Ironically it’s the most late-alt-rock tracks that remain the most memorable. “Essaouira” is a crystalline trip-hop track that could be placed on Placebo’s Sleeping with Ghosts – pretty, yet ominous. “Sunrise Chaser” has the William Orbit-aura that ran throughout Y2K pop and spices things up with nuanced Talking Heads guitars. And the melancholic but euphoric “Last Frontier” embodies New Order’s majestic Get Ready: all honest pathos and singalong choruses while being infused with deep sadness. There’s also the cool “Midnight Rider”, all nocturnal, bass-led British pop in the vein of Unkle, circa War Stories. What this magnifies is that Interplay is never, ever, a bad record. It’s wrestling to grip on to the ground, at times confused by its own shifting weight, unsure what its environment demands from it.

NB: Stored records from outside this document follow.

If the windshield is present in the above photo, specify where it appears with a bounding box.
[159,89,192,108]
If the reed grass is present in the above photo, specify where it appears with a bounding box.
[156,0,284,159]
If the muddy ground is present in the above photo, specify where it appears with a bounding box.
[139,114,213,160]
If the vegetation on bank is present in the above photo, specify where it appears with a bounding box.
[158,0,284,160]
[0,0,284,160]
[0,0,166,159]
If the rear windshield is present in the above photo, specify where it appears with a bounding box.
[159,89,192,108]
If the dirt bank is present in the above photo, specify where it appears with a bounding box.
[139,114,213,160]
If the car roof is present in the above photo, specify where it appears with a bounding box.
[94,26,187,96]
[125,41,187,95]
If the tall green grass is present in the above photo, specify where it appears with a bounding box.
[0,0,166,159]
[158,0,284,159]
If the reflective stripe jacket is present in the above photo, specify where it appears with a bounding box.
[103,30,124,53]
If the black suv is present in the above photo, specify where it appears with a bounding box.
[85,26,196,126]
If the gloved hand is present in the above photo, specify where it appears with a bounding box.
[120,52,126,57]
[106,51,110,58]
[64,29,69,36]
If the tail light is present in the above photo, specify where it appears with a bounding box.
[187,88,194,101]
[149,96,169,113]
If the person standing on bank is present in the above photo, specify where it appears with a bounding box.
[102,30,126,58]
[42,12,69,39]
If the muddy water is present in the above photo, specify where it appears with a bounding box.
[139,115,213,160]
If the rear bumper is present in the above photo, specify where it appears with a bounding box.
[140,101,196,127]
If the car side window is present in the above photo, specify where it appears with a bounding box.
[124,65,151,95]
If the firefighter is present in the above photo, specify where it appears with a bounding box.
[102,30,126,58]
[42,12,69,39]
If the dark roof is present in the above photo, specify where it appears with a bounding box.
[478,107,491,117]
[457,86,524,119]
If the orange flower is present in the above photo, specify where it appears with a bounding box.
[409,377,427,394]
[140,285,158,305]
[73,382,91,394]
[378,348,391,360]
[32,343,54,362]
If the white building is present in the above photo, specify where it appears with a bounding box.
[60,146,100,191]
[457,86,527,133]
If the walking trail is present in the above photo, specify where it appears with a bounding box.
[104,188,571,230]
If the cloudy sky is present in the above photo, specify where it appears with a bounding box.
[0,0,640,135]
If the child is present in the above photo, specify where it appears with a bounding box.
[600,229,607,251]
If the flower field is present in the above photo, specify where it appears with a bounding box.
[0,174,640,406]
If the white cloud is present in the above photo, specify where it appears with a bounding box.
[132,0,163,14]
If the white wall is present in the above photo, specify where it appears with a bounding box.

This could lead to a discussion of the influence the lockdown had on music. Each band seemed to face the forced isolation differently – their approaches say much about who these bands are and how their dynamic works. In the case of Ride, who were once so split they divided a record into two distinct halves from two distinct writers, it makes for a somewhat uneven kaleidoscope of floating in space. If there’s nothing to give us security beyond our walls, we dream of flying – in our very own ways. Sometimes the band soars, at others they just stand still gazing at the stars shining down on them. Dependent on who in the fanbase you approach, they might prefer one modus to the other, and in a live environment (including the right substances in the blood stream), these songs will likely blow minds. Interplay is space rock as solid as it comes, but also deeply indebted to a millennial era about 20 years ago, which both shoegaze and alternative rock have left behind. A different kind of nostalgia, perhaps.